I did my last exam task and wonder if it's ok, please check me. ;)
Let $G$ be a group of isometries of a plane $\mathbb{R}^2$ generated by $f(x,y)=(x+1,y)$ and $g(x,y)=(1-x,y+1)$. Prove that $G$ acts on $R^2$ in completely discrete way. What kind of space is $\mathbb{R}^2/G$?
By completely discrete I mean that for every $x\in X$ there is a neighbourhood $x\in U_x\subset X$ such that for every $e\neq g\in G$ there is $U_x\cap g(U_x)=\emptyset$.
Ok, so... it's gonna be short. It suffices to make a drawing or simply see that $\mathbb{R}^2/G\approx S^1\times S^1$, so a torus, am I right?
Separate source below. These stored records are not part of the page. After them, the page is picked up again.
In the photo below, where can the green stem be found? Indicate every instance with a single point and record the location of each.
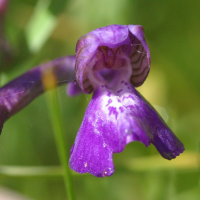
(62, 146)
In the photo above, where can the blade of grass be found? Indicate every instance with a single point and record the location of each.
(49, 82)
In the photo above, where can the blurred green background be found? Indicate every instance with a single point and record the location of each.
(42, 30)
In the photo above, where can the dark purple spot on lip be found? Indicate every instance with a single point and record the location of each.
(113, 110)
(121, 109)
(119, 91)
(109, 94)
(128, 97)
(109, 102)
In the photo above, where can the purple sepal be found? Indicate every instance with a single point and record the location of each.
(18, 93)
(119, 39)
(111, 121)
(73, 89)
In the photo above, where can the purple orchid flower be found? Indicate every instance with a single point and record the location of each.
(112, 61)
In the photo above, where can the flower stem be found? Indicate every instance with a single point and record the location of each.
(62, 147)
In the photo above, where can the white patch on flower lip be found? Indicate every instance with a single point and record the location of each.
(116, 104)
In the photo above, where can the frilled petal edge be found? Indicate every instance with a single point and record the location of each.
(112, 121)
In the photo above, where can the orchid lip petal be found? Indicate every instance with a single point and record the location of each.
(111, 122)
(111, 61)
(110, 42)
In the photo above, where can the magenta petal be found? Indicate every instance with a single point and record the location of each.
(112, 121)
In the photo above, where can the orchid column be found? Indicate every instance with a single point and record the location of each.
(111, 62)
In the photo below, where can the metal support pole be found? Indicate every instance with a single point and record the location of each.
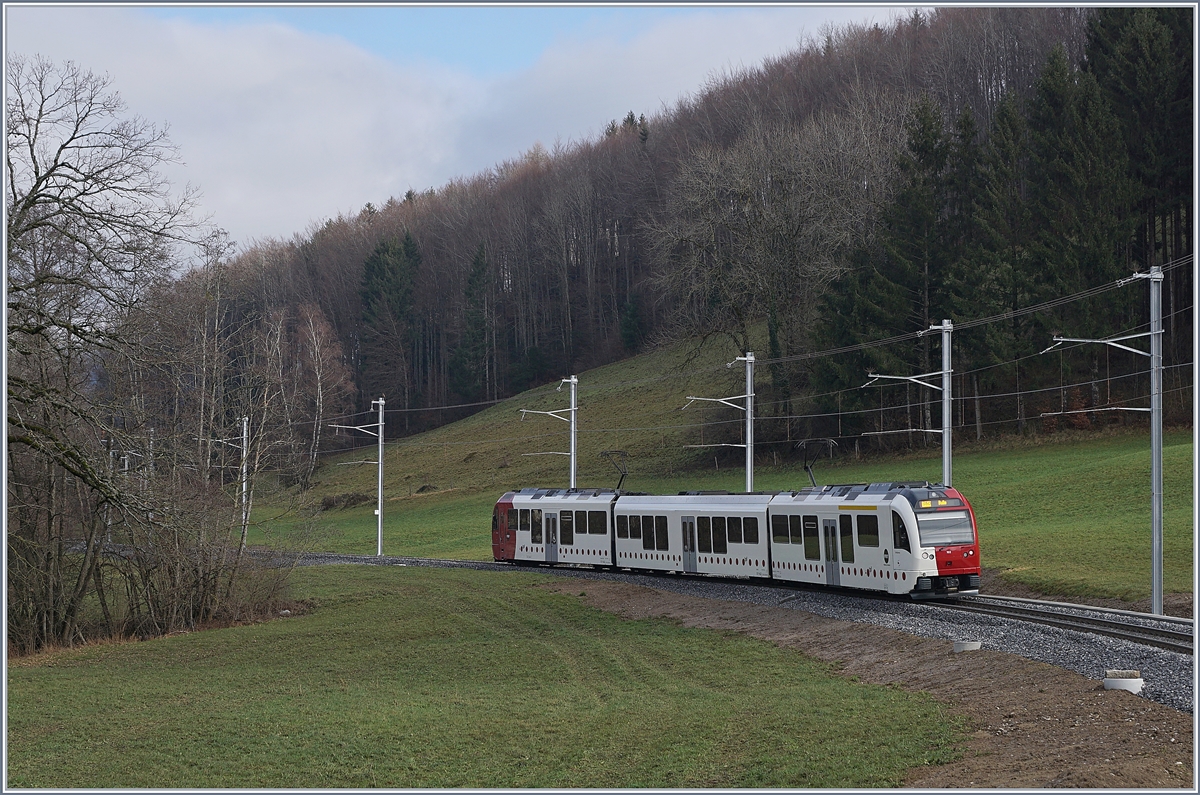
(1156, 440)
(379, 496)
(1156, 422)
(749, 359)
(575, 382)
(947, 411)
(245, 478)
(558, 414)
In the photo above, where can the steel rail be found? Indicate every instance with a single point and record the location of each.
(1162, 637)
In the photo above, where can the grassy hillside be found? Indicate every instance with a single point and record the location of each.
(1062, 513)
(408, 677)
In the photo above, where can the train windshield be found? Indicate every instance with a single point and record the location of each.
(946, 527)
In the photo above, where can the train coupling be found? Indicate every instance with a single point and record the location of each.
(933, 587)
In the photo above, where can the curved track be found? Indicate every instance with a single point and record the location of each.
(1162, 632)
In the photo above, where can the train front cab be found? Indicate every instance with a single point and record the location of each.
(946, 541)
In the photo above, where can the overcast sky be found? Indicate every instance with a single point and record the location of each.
(286, 117)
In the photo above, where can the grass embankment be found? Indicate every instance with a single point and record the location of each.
(1060, 513)
(426, 677)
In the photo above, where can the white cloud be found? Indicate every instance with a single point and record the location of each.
(281, 129)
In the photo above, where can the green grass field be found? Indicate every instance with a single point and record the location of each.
(423, 677)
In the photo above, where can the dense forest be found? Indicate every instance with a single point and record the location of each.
(965, 163)
(953, 165)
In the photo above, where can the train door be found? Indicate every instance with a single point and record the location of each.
(689, 544)
(497, 533)
(551, 538)
(901, 550)
(831, 538)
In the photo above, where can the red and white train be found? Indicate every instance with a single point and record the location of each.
(915, 538)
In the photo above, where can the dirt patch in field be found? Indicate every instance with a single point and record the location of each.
(1030, 724)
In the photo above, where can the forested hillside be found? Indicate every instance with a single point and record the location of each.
(966, 163)
(957, 165)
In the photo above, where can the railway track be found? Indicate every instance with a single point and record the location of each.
(1169, 633)
(1162, 632)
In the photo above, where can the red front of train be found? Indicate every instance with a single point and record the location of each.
(504, 538)
(946, 525)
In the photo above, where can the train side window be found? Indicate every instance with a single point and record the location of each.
(868, 531)
(719, 545)
(567, 528)
(846, 531)
(705, 533)
(797, 530)
(779, 530)
(535, 525)
(899, 533)
(811, 538)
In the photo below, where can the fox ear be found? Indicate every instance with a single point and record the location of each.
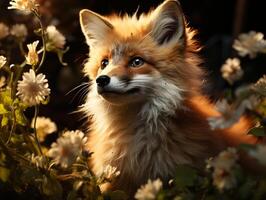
(168, 23)
(94, 26)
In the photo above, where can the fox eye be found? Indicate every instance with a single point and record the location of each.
(104, 63)
(136, 62)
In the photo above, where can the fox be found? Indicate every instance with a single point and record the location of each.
(146, 107)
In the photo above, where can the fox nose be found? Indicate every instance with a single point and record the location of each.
(103, 80)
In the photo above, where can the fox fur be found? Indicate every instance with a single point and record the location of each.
(145, 134)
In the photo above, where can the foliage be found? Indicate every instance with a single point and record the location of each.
(62, 171)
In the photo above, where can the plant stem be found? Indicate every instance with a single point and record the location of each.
(36, 111)
(13, 124)
(43, 40)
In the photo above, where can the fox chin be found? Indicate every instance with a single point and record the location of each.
(145, 105)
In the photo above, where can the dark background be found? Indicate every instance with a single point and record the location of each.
(218, 23)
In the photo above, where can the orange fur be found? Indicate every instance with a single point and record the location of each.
(148, 133)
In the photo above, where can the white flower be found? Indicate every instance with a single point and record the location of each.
(33, 89)
(32, 58)
(110, 172)
(259, 154)
(55, 38)
(149, 191)
(4, 31)
(2, 81)
(260, 86)
(2, 61)
(23, 5)
(38, 161)
(19, 31)
(223, 165)
(231, 70)
(44, 126)
(67, 148)
(250, 44)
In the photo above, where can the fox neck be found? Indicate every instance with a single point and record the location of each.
(151, 114)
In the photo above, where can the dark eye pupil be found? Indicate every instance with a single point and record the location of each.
(137, 62)
(104, 63)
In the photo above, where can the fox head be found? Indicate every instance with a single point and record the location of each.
(134, 58)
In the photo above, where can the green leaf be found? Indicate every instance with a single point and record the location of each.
(20, 118)
(2, 109)
(258, 132)
(5, 97)
(185, 176)
(51, 187)
(4, 121)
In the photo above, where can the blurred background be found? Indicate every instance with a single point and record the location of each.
(218, 23)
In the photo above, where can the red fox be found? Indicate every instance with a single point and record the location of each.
(147, 111)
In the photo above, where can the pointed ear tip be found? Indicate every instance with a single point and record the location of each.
(171, 2)
(84, 12)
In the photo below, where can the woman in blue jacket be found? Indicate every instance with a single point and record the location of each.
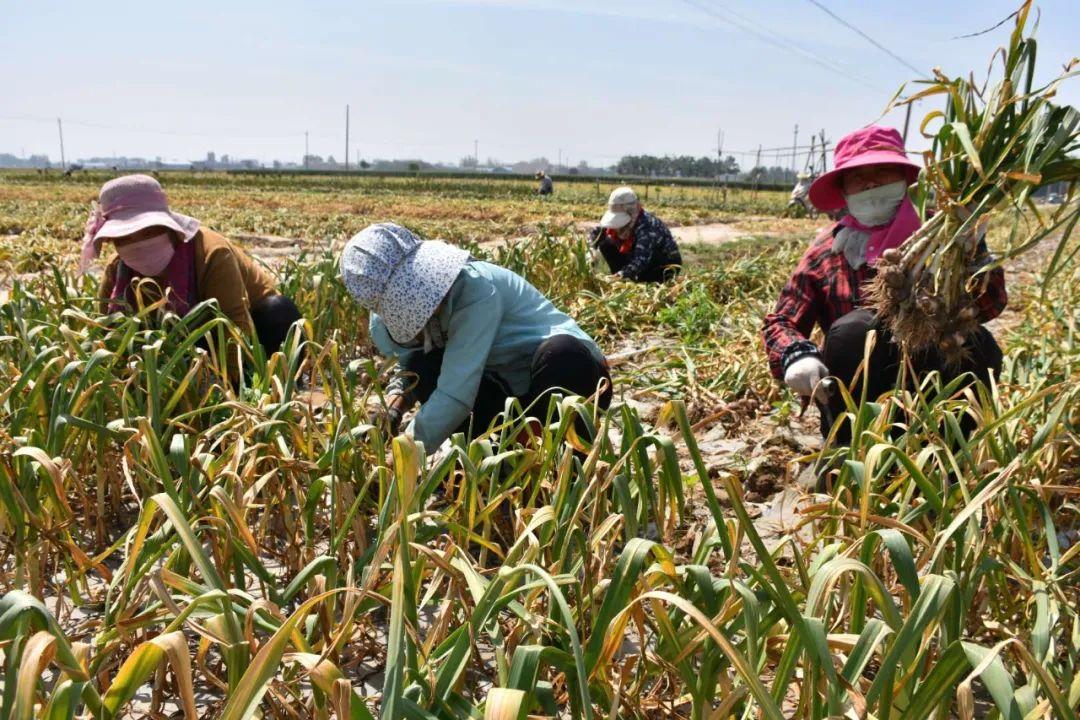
(467, 335)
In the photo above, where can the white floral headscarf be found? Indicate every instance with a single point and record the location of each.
(401, 277)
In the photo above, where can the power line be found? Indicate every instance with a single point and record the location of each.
(764, 34)
(866, 37)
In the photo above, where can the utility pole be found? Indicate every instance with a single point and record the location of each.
(824, 152)
(795, 147)
(59, 126)
(756, 171)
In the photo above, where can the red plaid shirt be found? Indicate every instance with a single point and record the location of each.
(824, 288)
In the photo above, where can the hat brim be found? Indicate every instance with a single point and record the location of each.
(825, 192)
(615, 220)
(123, 223)
(405, 311)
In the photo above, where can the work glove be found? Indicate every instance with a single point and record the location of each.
(804, 375)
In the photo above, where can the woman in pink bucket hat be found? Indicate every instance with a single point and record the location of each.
(189, 262)
(869, 182)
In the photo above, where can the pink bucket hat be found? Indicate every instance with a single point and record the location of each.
(873, 145)
(126, 205)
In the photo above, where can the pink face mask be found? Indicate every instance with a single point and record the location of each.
(148, 257)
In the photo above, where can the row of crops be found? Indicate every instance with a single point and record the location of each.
(175, 546)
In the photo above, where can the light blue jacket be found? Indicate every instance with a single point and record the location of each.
(494, 320)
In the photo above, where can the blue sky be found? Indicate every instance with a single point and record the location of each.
(426, 78)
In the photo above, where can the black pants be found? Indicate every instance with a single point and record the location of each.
(561, 363)
(660, 271)
(845, 345)
(272, 317)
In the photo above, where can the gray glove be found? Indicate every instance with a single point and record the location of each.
(805, 374)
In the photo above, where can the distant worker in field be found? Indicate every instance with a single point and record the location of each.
(468, 335)
(545, 185)
(189, 262)
(636, 244)
(871, 180)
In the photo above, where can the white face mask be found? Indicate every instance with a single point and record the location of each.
(148, 257)
(877, 206)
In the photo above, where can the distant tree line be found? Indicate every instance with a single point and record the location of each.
(677, 166)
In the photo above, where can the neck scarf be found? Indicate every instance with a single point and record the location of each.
(875, 241)
(178, 283)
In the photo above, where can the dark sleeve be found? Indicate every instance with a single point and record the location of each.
(786, 329)
(990, 294)
(645, 245)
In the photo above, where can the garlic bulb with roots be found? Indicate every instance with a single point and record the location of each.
(994, 148)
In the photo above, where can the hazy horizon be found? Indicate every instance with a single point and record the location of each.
(525, 78)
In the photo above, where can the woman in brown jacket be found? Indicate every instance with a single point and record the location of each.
(190, 263)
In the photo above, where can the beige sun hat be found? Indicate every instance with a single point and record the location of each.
(622, 204)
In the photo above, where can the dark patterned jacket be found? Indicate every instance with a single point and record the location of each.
(824, 288)
(653, 246)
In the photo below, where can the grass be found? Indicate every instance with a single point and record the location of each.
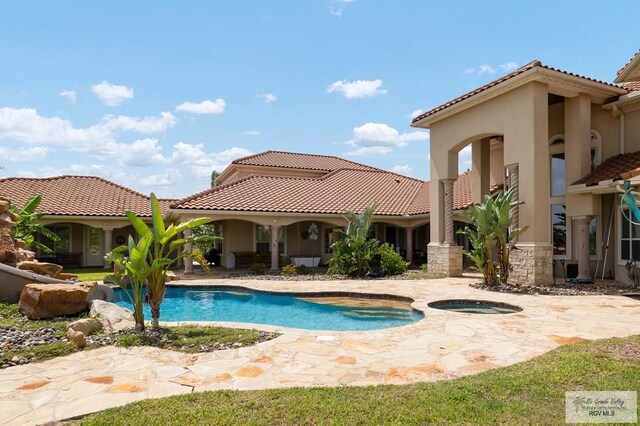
(89, 274)
(184, 338)
(532, 392)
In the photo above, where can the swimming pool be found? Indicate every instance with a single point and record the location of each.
(334, 311)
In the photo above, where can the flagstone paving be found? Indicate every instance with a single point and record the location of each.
(444, 345)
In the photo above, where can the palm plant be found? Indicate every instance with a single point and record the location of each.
(27, 226)
(164, 251)
(489, 232)
(355, 250)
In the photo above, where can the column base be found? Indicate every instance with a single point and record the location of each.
(445, 259)
(531, 265)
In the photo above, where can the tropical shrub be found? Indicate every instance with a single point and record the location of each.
(354, 251)
(391, 263)
(304, 270)
(27, 228)
(289, 270)
(165, 248)
(259, 268)
(490, 237)
(133, 266)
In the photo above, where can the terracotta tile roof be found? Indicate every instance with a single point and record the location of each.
(79, 196)
(294, 160)
(632, 86)
(334, 193)
(531, 65)
(619, 167)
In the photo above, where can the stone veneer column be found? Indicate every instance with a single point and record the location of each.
(274, 247)
(446, 257)
(108, 238)
(409, 238)
(582, 246)
(188, 262)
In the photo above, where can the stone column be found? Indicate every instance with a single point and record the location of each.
(582, 246)
(448, 211)
(514, 182)
(274, 247)
(188, 262)
(409, 239)
(108, 237)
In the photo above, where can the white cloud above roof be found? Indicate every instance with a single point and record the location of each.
(112, 94)
(267, 97)
(204, 107)
(357, 89)
(69, 94)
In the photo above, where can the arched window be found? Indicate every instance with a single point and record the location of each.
(559, 229)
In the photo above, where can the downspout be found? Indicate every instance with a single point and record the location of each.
(621, 132)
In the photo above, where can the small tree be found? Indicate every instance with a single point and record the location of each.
(135, 266)
(489, 233)
(27, 226)
(355, 250)
(164, 251)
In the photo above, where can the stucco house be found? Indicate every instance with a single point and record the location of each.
(86, 212)
(283, 207)
(564, 141)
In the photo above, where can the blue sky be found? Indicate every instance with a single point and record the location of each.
(155, 95)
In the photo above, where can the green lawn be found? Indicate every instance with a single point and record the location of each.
(532, 392)
(184, 338)
(89, 274)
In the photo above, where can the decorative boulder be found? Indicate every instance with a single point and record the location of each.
(40, 301)
(77, 338)
(41, 268)
(111, 316)
(85, 325)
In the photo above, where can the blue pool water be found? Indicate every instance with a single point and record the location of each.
(240, 305)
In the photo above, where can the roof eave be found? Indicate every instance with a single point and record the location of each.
(539, 73)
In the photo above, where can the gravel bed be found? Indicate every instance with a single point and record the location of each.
(557, 290)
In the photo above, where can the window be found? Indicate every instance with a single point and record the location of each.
(630, 237)
(559, 229)
(62, 246)
(593, 237)
(263, 239)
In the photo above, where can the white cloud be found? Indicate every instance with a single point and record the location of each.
(416, 113)
(22, 154)
(267, 97)
(380, 138)
(204, 107)
(69, 94)
(509, 66)
(358, 88)
(491, 69)
(143, 152)
(27, 126)
(402, 169)
(140, 125)
(369, 150)
(112, 94)
(336, 7)
(201, 163)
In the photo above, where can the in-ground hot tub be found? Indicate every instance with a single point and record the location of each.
(470, 306)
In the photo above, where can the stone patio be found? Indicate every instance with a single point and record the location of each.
(444, 345)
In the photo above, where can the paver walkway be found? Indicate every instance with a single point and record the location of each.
(444, 345)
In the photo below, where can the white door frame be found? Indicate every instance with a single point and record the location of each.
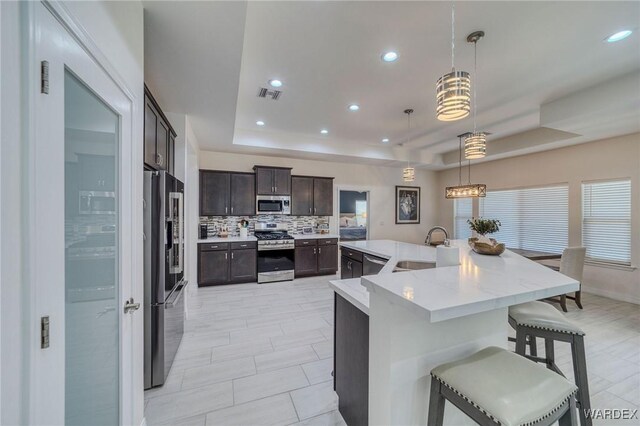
(46, 405)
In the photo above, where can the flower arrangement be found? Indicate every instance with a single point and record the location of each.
(484, 226)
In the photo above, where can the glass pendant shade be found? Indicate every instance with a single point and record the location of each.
(475, 146)
(466, 191)
(409, 174)
(453, 96)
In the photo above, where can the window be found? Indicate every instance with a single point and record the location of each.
(532, 218)
(606, 221)
(462, 211)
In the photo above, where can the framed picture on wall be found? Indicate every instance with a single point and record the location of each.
(407, 204)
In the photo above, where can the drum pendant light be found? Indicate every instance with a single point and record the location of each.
(453, 90)
(408, 173)
(470, 190)
(475, 144)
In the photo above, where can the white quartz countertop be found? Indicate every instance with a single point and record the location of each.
(227, 239)
(313, 236)
(480, 283)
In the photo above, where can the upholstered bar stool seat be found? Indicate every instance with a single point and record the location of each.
(534, 320)
(542, 316)
(495, 386)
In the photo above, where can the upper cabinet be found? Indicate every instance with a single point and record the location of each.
(227, 193)
(159, 136)
(301, 195)
(311, 196)
(273, 180)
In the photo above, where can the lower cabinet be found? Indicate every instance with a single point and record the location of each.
(316, 257)
(350, 264)
(224, 263)
(351, 361)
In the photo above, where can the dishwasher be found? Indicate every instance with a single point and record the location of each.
(371, 265)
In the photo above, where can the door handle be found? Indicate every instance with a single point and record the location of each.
(131, 306)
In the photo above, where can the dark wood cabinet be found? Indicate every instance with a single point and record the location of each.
(226, 193)
(224, 263)
(323, 196)
(162, 145)
(213, 267)
(306, 260)
(301, 195)
(244, 265)
(311, 196)
(215, 193)
(350, 264)
(327, 259)
(316, 257)
(273, 180)
(243, 194)
(159, 136)
(151, 118)
(351, 361)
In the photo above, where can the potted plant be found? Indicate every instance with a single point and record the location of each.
(482, 244)
(484, 226)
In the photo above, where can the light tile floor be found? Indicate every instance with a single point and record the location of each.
(262, 355)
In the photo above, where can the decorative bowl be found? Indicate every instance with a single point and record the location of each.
(482, 248)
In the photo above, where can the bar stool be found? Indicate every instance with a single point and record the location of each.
(539, 319)
(497, 387)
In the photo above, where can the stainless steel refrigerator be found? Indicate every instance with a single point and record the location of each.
(164, 281)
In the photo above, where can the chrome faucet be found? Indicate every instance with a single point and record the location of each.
(427, 241)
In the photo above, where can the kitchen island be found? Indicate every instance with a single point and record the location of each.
(419, 319)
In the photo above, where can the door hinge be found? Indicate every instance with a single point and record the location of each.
(44, 332)
(44, 77)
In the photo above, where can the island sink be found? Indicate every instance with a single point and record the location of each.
(413, 265)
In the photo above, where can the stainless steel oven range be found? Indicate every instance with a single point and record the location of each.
(276, 251)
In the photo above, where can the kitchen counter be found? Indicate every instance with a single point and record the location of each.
(227, 239)
(420, 319)
(313, 236)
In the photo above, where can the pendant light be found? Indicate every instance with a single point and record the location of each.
(470, 190)
(453, 90)
(475, 144)
(408, 173)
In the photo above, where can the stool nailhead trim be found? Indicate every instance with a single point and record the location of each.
(531, 423)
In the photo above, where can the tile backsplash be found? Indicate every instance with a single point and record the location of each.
(294, 223)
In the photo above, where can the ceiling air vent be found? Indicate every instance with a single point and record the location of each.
(266, 93)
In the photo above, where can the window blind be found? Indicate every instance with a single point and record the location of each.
(531, 218)
(606, 221)
(462, 211)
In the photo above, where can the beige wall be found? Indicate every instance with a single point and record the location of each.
(380, 181)
(605, 159)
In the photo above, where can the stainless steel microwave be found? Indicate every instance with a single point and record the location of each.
(97, 202)
(273, 204)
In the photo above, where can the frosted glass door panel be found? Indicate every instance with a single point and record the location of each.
(92, 310)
So for every x, if we take $U_x=B(x,\epsilon)$ with $\epsilon=0.0001$ it would cover the above definition. If think that every $\epsilon<0.5$ would be ok. We slide by 1 down/up or left/right in practice (we can use $g$ to slide up/down and then correct with $f$ in left/right direction). Every other isometry would be an integer multiplicity of those 'slides'. So I think that's enough to say that G acts on a plane in a discrete way.
It's because $f$ makes every point $p$ to be in one orbit with a point $p+\mathbb{Z}$, so we can even forget about moving in X axis with $g$, which does simmilar thing, but with Y axis. At first I thought that it would be $S^1\times\mathbb{R}$, and I solve like that on the exam.. but that's what I claim now. Is that correct?
Thanks!
First, visualize the fundamental domain of the action, $Q=\{(x,y) \in \mathbb{R}^2 : 0\leq x\leq 1, 0 \leq y \leq 1\}$.
$f$ shifts $Q$ horizontally, $g$ flips it and shifts it vertically.
Note that $fgf = g \implies $ each $h\in G$ can be written as $h=f^a g^b$ for suitable $a,b\in \mathbb{Z}$.
If $1\neq h\in G$, and $p=(x,y)\in \mathbb{R}^2$, then $$hp=f^a g^b p = \begin{cases} (1-x+a,y+b) & \text{ if $b$ is odd; } \\ (x+a,y+b) & \text{ if $b$ is even; } \end{cases} $$
This implies that $(p-hp)^2 \geq 1 $ for each $h$ with $(a,b) \neq (0,0)$. The same expression shows that $Q$ is the fundamental domain of the action.
Note now that the vertical sides of $Q$ are identified by $f$ (orientation-preserving), while the horizontal sides by $g$ (orientation-reversing). Then, the quotient space $\mathbb{R}^2/G$ is homeomorphic to the Klein bottle.
Remark: Being $\mathbb{R}^2$ simply connected, $G$ is isomorphic to the fundamental group of the quotient space $\mathbb{R}^2/G$. Therefore, it cannot be that $\mathbb{R}^2/G$ is a Torus, since $G$ is non-abelian while the fundamental group of the Torus is abelian.